Every corporation relies on the guidance of its board of directors for success. Although lawsuits against larger, publicly traded companies receive the lion’s share of media attention, privately held corporations are also vulnerable to lawsuits by competitors, government agencies, creditors and employees. You can protect your hard-earned success by purchasing directors and officers insurance (D&O) coverage for your company.
Having directors and officers insurance coverage in place can help you attract the talent you need for your board. Directors or officers of privately held companies who do not insist that the company purchase D&O insurance are putting themselves, their spouses and their estates at financial risk. D&O insurance minimizes risk to their personal assets.

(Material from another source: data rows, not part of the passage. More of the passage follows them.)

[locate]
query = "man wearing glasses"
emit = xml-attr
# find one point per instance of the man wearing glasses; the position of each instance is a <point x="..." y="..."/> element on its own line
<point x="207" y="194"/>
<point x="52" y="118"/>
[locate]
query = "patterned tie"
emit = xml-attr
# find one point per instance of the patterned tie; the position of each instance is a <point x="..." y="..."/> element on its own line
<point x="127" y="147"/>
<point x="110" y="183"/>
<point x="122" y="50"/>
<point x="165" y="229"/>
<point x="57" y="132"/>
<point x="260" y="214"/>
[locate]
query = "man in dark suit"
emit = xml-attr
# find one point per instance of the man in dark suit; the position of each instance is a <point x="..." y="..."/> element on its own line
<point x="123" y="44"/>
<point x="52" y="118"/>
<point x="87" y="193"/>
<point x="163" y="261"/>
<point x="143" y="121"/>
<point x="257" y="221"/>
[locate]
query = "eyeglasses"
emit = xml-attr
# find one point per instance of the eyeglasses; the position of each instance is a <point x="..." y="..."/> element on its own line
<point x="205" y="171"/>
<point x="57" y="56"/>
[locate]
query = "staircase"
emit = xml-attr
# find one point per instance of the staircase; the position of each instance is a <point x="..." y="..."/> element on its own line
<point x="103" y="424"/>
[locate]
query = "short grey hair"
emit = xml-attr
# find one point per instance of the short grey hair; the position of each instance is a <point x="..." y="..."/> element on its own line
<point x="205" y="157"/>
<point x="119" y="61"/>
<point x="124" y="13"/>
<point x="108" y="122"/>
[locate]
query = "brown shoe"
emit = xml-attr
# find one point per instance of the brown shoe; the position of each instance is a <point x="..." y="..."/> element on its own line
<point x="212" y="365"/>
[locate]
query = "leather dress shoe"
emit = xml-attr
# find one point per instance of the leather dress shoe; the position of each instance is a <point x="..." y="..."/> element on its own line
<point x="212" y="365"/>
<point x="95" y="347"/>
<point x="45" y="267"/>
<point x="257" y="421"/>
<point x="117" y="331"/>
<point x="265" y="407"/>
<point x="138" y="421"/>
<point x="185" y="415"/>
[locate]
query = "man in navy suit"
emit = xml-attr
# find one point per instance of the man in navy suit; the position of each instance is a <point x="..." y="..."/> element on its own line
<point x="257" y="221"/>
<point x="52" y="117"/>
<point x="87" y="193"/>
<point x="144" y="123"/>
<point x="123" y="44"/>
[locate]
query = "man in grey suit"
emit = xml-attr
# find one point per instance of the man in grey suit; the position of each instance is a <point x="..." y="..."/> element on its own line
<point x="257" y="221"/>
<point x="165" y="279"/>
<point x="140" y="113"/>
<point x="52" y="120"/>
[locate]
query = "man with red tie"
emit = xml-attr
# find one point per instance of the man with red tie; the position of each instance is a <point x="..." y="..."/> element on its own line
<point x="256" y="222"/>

Not having D&O coverage can have a serious impact on a company’s viability. Even a financially sound business may have insufficient funds to defend officers and directors in the event of a lawsuit. A D&O policy will take care of defense costs and settlement, even if t
he company ends up in bankruptcy.
States impose statutory duties on corporate directors. D&O coverage protects the company and its directors from claims arising from alleged or actual failure to uphold those duties. Directors are under legal obligation to govern their corporation and carry out their responsibilities of office:
- in good faith
- in the best interest of the corporation
- with the care that an ordinary prudent person in a like position would exercise under similar circumstances
- grow the company by prudently managing the affairs of the business
- exercise due diligence that is standard for operating the business
- maintain loyalty to the corporation to avoid conflicts of interest
- obey the corporate charter and state corporate statutes
Additional coverages, such as employment practices liability, fiduciary liability and cyber liability insurance, may also be available to eligible companies for an additional premium.